Interval quality and chord names in color notation

Combining ups and downs notation with color notation, qualities can be loosely associated with colors:

Quality	Color	Monzo format	Examples
minor	zo	(a, b, 0, 1)	7/6, 7/4
minor	fourthward wa	(a, b), b < -1	32/27, 16/9
mid	ilo	(a, b, 0, 0, 1)	11/9, 11/6
mid	lu	(a, b, 0, 0, -1)	12/11, 18/11
major	fifthward wa	(a, b), b > 1	9/8, 27/16
major	ru	(a, b, 0, -1)	9/7, 12/7

All 17edo chords can be named using ups and downs. Here are the zo, ilo and ru triads:

Color of the 3rd	JI chord	Notes as edosteps	Notes of C chord	Written name	Spoken name
zo	6:7:9	0-4-10	C Eb G	Cm	C minor
ilo	18:22:27	0-5-10	C vE G	C~	C mid
ru	14:18:21	0-6-10	C E G	C	C major or C

Alterations are always enclosed in parentheses, additions never are. An up, down or mid immediately after the chord root affects the 3rd, 6th, 7th, and/or the 11th (every other note of a stacked-3rds chord 6-1-3-5-7-9-11-13).

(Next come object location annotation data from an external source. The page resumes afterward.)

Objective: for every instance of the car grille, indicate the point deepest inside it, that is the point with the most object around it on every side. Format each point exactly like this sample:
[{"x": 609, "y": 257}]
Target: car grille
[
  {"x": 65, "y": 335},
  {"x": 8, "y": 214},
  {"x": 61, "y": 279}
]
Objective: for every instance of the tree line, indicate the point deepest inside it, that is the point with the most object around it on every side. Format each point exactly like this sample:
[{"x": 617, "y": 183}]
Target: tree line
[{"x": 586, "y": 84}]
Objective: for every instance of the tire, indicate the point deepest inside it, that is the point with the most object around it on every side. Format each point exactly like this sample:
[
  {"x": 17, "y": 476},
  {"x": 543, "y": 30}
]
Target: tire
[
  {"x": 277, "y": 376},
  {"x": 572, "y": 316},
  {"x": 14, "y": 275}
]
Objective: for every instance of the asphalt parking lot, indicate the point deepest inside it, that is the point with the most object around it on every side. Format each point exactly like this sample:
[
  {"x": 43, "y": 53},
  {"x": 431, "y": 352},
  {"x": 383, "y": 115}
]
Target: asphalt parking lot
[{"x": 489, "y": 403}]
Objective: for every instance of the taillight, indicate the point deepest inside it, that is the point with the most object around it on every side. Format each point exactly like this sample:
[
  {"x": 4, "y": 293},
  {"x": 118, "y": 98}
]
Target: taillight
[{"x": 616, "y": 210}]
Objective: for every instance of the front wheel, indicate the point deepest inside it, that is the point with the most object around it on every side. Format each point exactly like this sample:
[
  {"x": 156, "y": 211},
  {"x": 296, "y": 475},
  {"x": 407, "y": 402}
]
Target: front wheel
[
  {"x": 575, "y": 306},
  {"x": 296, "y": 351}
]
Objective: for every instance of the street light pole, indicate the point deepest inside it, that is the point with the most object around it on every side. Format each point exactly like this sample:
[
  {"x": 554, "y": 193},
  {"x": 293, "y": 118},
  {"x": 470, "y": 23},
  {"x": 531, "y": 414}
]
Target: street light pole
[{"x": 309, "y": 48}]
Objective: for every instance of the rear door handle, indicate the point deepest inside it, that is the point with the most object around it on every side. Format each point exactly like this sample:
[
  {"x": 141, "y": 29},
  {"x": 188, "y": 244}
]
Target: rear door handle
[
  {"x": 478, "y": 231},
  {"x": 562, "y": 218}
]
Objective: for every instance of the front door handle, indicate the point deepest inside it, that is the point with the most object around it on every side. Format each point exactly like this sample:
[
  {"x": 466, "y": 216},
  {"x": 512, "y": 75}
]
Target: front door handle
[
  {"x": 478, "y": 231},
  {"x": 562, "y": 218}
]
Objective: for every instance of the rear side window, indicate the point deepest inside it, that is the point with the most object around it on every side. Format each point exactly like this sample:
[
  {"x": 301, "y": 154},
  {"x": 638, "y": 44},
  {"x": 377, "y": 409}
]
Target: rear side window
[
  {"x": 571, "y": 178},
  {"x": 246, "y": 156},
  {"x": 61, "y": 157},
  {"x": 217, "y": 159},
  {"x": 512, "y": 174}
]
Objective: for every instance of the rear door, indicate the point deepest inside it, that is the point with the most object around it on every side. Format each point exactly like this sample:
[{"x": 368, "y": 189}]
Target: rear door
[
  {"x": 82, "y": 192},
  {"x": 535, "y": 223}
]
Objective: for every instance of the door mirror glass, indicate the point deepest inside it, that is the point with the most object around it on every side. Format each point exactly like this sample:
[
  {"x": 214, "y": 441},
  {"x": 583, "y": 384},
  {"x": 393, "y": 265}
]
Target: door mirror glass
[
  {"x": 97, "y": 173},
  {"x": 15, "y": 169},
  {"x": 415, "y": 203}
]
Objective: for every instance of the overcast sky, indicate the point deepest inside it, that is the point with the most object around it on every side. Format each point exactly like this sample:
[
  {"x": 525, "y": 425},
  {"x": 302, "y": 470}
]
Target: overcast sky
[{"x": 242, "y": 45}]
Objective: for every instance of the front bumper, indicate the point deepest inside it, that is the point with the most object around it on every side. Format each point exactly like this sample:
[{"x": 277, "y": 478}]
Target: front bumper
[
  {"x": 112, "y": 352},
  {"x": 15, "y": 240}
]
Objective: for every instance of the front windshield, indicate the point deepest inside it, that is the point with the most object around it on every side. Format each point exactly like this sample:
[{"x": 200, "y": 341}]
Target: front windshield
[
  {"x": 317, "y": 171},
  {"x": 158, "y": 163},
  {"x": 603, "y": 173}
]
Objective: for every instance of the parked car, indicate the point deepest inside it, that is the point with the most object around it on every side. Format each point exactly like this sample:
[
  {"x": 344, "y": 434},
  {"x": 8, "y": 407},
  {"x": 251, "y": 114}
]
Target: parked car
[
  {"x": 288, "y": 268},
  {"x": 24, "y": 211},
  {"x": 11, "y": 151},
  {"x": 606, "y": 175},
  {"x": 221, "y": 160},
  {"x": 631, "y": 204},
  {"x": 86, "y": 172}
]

0-4-9 = C Eb vG = Cm(v5) = C minor down-five

0-5-9 = C vE vG = C~(v5) = C mid down-five

0-6-11 = C E ^G = C(^5) = C up-five

0-4-10-14 = C Eb G Bb = Cm7 = C minor seven

0-5-10-14 = C vE G Bb = C~,7 = C mid add seven

0-6-10-15 = C E G vB = C,~7 = C add mid-seven

0-5-10-15 = C vE G vB = C~7 = C mid-seven

For a more complete list, see Ups and downs notation #Chords and chord progressions.

Notation

Ups and downs notation

Spoken as up, sharp, upsharp, etc. Note that up can be respelled as downsharp. The gamut runs D, ^D/Eb, D#/vE, E, F etc.

Step offset	−4	−3	−2	−1	0	+1	+2	+3	+4
Symbol

Quarter tone notation

Since a sharp raises by 2 steps, 17edo can be notated using quarter-tone accidentals.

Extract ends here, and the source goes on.